Während das quantitativ höchst stattliche Quellenmaterial dergestalt eher referierend denn interpretierend vorgeführt worden ist, konturiert der im sechsten Kapitel bilanzierte »Ertrag« das »zeitgenössische Bild der Lutherin« (261–277). Dabei wird Katharina von Bora als die zu ihrer Zeit prominenteste entlaufene Nonne, als Gattin des bedeutendsten Reformators und Angehörige der Wittenberger Oberschicht porträtiert, zudem als umsichtige, energische Hauswirtschafterin und Unternehmerin, als eigenständiger, aktiver Teil im reformatorischen Dauerdiskurs und, nicht zuletzt, als die »Leib- und Seelsorgerin Luthers« (273). Diese klare, bündige Rekonstruktion entwirft ein quellengesättigtes, in aller Kürze umfassendes Lebensbild. Von jeder hagiographischen Verklärung hält sich K. allerdings fern, weil solche himmelsgewandte Entrückung die reale Bedeutung weit eher zu verschleiern als zu erhellen droht. Als beispielhaft wertet sie diesen außergewöhnlichen Menschen am Ende gleichwohl: »Gerade in dem Mut, den sie aufbrachte, die existenzverändernden Umbrüche ihres Lebens zu gestalten, kann Katharina von Bora als ein Glaubensvorbild angesehen werden« (277).

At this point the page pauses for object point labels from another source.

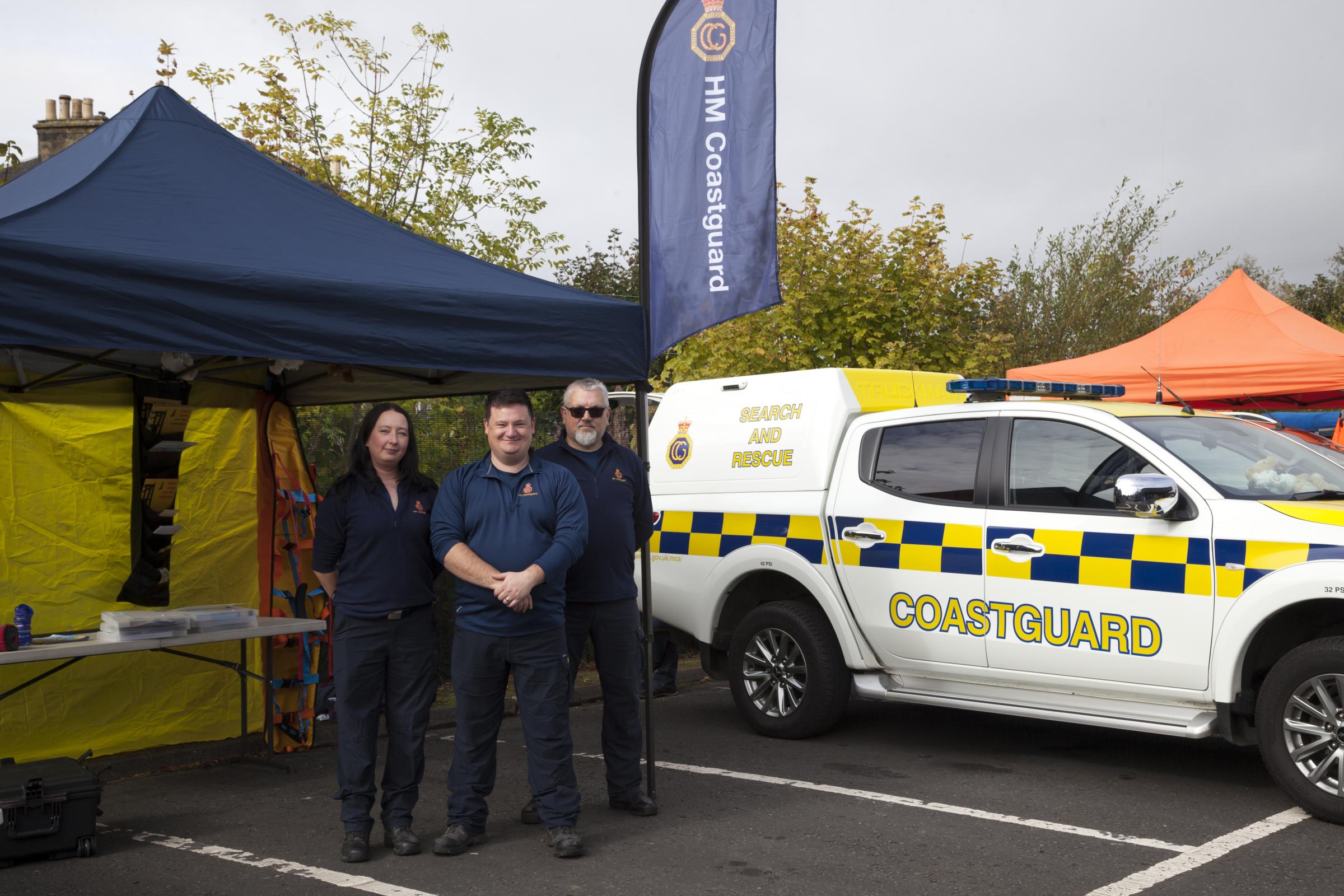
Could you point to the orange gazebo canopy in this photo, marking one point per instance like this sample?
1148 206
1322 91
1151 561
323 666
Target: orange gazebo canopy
1238 343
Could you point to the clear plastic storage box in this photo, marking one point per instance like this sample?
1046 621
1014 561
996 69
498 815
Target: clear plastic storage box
221 617
133 625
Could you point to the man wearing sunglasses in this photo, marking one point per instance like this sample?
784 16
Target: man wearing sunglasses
600 587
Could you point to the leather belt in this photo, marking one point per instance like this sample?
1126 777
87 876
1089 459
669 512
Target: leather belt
405 612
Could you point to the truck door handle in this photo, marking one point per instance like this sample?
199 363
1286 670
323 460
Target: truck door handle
1029 548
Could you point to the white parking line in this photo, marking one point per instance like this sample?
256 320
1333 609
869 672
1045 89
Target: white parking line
1167 870
335 878
921 804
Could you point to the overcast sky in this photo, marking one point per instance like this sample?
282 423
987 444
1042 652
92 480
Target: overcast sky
1015 116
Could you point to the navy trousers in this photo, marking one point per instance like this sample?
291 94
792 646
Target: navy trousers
666 656
382 667
617 648
541 668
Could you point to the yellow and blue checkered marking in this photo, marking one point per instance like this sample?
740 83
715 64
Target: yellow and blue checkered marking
717 535
1262 558
1109 561
928 547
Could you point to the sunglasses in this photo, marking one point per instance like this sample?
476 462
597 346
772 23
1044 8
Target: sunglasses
596 413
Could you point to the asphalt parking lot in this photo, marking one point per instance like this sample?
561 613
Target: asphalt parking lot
897 800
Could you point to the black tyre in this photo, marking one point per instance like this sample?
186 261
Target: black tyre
787 672
1300 726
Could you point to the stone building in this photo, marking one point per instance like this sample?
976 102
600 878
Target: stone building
66 122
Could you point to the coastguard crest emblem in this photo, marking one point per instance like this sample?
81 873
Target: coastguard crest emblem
679 449
714 34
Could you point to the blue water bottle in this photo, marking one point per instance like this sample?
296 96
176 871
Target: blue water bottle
24 622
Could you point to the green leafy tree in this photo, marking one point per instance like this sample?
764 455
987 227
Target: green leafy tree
610 272
858 296
1097 285
1272 278
342 110
167 61
1323 298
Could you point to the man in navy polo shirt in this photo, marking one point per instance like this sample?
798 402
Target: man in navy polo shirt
600 589
508 527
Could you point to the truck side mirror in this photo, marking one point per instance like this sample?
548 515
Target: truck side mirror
1150 496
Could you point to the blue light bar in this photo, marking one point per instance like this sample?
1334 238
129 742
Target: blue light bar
1034 388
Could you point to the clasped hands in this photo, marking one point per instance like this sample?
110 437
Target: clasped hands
515 589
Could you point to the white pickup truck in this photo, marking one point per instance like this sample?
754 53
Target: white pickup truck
1131 566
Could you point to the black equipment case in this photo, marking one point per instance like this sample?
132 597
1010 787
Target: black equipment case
48 809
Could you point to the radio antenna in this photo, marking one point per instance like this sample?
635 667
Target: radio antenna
1184 406
1278 423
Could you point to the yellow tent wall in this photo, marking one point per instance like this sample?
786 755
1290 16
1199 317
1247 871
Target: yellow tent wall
65 546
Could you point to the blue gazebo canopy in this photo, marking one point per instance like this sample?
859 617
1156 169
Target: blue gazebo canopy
160 231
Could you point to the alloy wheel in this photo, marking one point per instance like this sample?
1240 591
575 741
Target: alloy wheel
776 673
1314 731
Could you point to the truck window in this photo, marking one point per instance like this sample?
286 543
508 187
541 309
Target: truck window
933 461
1065 465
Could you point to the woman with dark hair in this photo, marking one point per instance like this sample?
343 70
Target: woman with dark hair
373 555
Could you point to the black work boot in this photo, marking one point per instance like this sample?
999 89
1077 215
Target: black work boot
456 840
355 847
636 804
402 840
565 841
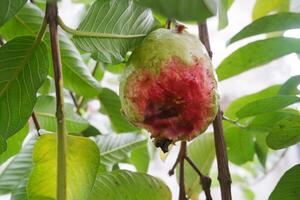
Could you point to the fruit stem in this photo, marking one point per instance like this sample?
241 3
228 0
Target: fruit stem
220 146
182 155
61 186
204 180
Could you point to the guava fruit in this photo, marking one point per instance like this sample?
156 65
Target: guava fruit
169 87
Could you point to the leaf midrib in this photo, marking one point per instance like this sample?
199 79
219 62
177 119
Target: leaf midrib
21 66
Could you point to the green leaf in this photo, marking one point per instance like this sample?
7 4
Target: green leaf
17 169
290 86
240 145
236 105
127 185
20 193
273 23
202 152
23 69
82 167
261 147
119 17
14 144
45 110
77 77
116 147
285 133
140 157
288 187
255 54
222 13
183 10
8 8
265 122
264 7
111 103
266 105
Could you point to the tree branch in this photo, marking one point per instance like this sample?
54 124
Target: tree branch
51 15
181 155
205 181
221 153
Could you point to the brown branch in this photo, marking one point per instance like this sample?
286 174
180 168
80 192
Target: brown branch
205 181
220 146
182 154
61 187
36 123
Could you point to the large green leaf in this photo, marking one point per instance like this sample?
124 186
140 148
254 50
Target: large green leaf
278 22
202 152
255 54
285 133
23 69
184 10
117 147
14 144
76 75
266 105
288 187
290 87
8 8
127 185
45 111
237 104
110 102
122 18
82 167
17 169
240 145
264 7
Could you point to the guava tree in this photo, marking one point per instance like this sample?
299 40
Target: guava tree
50 73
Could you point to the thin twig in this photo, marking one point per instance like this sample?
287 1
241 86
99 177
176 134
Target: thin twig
220 146
61 187
75 103
204 180
36 123
234 122
182 155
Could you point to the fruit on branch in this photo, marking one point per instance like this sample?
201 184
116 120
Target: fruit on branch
169 87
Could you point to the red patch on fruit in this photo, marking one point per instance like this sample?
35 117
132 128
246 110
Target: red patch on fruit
177 102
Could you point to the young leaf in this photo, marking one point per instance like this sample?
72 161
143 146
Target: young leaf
183 10
115 148
8 8
76 75
240 145
288 186
277 22
266 105
123 24
290 87
45 111
112 105
129 185
285 133
23 69
82 166
14 144
17 169
202 152
255 54
264 7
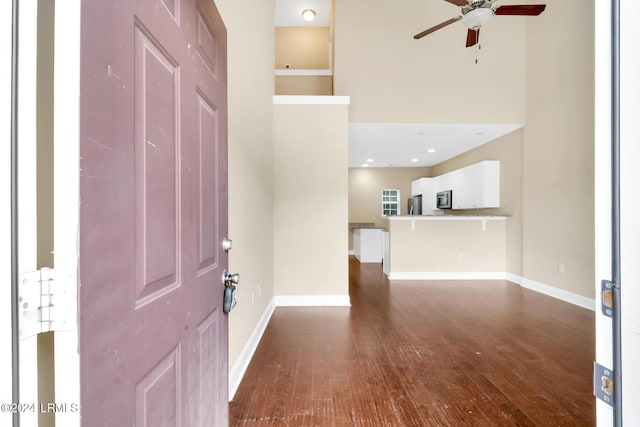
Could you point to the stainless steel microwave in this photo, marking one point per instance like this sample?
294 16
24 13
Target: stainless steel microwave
444 199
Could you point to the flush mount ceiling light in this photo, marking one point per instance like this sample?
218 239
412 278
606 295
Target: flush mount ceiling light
309 15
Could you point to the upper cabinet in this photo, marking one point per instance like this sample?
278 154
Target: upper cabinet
476 186
427 188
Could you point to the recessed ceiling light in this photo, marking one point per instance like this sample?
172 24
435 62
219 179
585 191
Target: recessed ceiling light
309 15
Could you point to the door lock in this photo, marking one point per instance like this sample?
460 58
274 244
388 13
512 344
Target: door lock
230 279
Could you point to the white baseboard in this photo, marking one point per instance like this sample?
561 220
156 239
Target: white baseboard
561 294
447 275
312 301
242 363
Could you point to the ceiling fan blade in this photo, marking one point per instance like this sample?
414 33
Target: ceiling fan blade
459 2
437 27
473 36
523 9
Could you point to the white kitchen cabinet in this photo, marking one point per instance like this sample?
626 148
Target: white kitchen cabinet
477 186
367 244
473 187
427 188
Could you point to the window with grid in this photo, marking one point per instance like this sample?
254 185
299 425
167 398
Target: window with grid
390 202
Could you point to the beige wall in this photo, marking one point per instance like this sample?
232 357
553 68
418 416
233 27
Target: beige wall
302 47
304 85
310 199
558 150
365 192
435 246
507 149
393 78
250 87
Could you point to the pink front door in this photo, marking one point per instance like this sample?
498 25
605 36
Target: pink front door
153 213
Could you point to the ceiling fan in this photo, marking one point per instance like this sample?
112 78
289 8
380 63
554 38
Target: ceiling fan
476 13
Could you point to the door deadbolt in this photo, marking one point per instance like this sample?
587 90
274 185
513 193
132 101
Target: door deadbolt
230 279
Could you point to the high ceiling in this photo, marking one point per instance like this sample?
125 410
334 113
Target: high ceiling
288 13
395 144
417 144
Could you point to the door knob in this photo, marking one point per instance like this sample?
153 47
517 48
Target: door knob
230 279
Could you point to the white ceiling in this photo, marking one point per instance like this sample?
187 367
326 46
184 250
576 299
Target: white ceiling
395 144
288 13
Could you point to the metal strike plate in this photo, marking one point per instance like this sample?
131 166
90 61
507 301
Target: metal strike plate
607 297
603 383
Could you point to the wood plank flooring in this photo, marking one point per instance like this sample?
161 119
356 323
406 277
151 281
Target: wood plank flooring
431 353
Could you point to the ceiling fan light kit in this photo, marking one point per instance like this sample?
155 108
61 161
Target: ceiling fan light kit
474 14
477 17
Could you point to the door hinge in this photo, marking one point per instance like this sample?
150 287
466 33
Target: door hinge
606 287
45 304
603 383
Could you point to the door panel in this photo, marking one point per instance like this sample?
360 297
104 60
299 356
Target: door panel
153 185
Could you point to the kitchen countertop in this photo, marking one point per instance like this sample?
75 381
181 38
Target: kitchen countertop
364 225
445 217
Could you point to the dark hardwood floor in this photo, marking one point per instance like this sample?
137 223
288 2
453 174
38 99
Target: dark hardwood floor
431 353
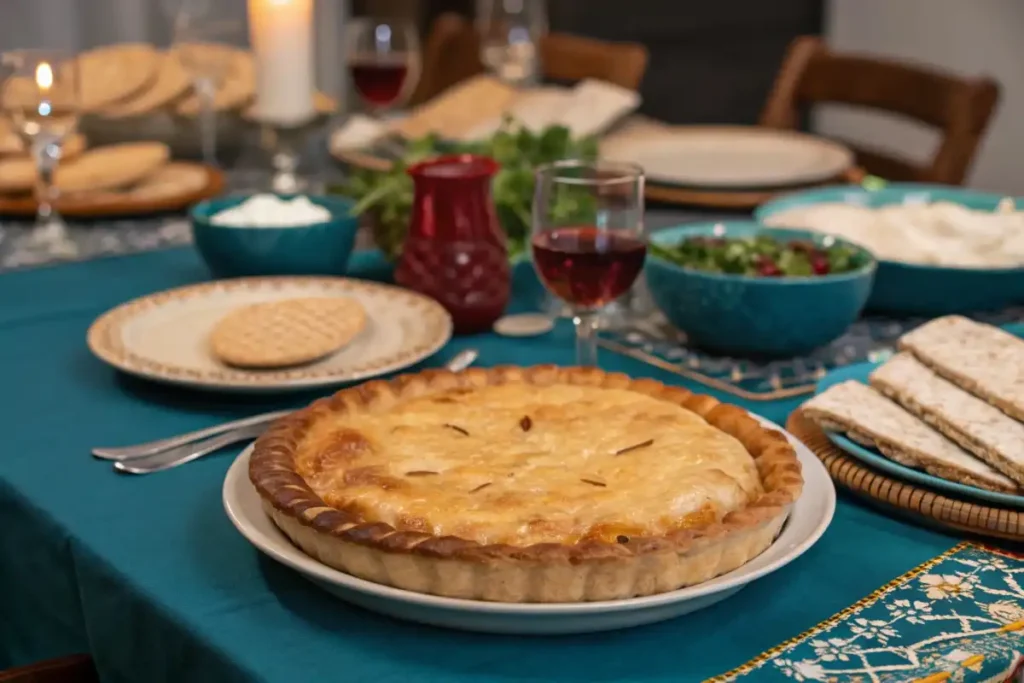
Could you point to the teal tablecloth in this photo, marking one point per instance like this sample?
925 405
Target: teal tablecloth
148 574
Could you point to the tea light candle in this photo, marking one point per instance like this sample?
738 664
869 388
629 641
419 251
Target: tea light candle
281 32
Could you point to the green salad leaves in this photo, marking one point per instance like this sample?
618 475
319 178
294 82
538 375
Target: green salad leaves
387 196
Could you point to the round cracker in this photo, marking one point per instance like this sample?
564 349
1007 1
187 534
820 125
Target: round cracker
114 73
237 88
279 334
170 180
170 83
101 168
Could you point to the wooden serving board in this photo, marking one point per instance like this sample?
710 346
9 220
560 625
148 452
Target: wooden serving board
119 204
924 505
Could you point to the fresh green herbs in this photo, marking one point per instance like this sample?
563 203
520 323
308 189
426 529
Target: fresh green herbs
761 255
387 197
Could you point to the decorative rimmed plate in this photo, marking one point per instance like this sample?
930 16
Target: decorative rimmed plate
731 157
876 460
808 519
164 336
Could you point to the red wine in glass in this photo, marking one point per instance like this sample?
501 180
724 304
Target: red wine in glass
587 266
379 81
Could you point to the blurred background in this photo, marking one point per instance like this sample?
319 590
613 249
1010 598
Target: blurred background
710 61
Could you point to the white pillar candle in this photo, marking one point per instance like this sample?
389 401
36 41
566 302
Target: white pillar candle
282 35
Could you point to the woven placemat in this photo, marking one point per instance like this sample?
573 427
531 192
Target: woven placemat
907 499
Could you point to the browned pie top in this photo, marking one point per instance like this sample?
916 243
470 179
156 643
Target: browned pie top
521 464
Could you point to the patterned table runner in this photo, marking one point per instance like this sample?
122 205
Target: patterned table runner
654 341
958 616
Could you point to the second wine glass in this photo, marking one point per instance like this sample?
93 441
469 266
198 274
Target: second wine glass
41 97
205 35
383 58
588 239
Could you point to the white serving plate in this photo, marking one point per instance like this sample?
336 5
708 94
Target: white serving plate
164 336
808 520
729 157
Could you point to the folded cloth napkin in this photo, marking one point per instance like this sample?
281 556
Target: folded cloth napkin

Es wäre müßig, die Abfolge der nach Gattungen unterschiedenen, darin jeweils eigener Sachlogik folgenden Materialpräsentation kritisch diskutieren zu wollen. Dank der erfreulich feingliedrigen Disposition und des präzisen Personenregisters wird man sich auch bei einem bloßen Partikularinteresse sogleich mühelos zu­rechtfinden können. Darüber hinaus ist es nachhaltig zu begrüßen, dass K. im Anhang auch noch ein knapp kommentiertes, chronologisch geordnetes Repertorium aller von ihr ausgewerteten einschlägigen Briefe und Dokumente hinzufügt (279–350).
Der Band stellt eine herausragende reformationsgeschichtliche Bereicherung dar, wird auf sehr lange Zeit die für Katharina von Bora entscheidende »quellenbezogene Grundlagenstudie« bleiben und ruft inmitten des Jubiläumsjahres zu neuen, fundierten, fortschreitenden Studien auf.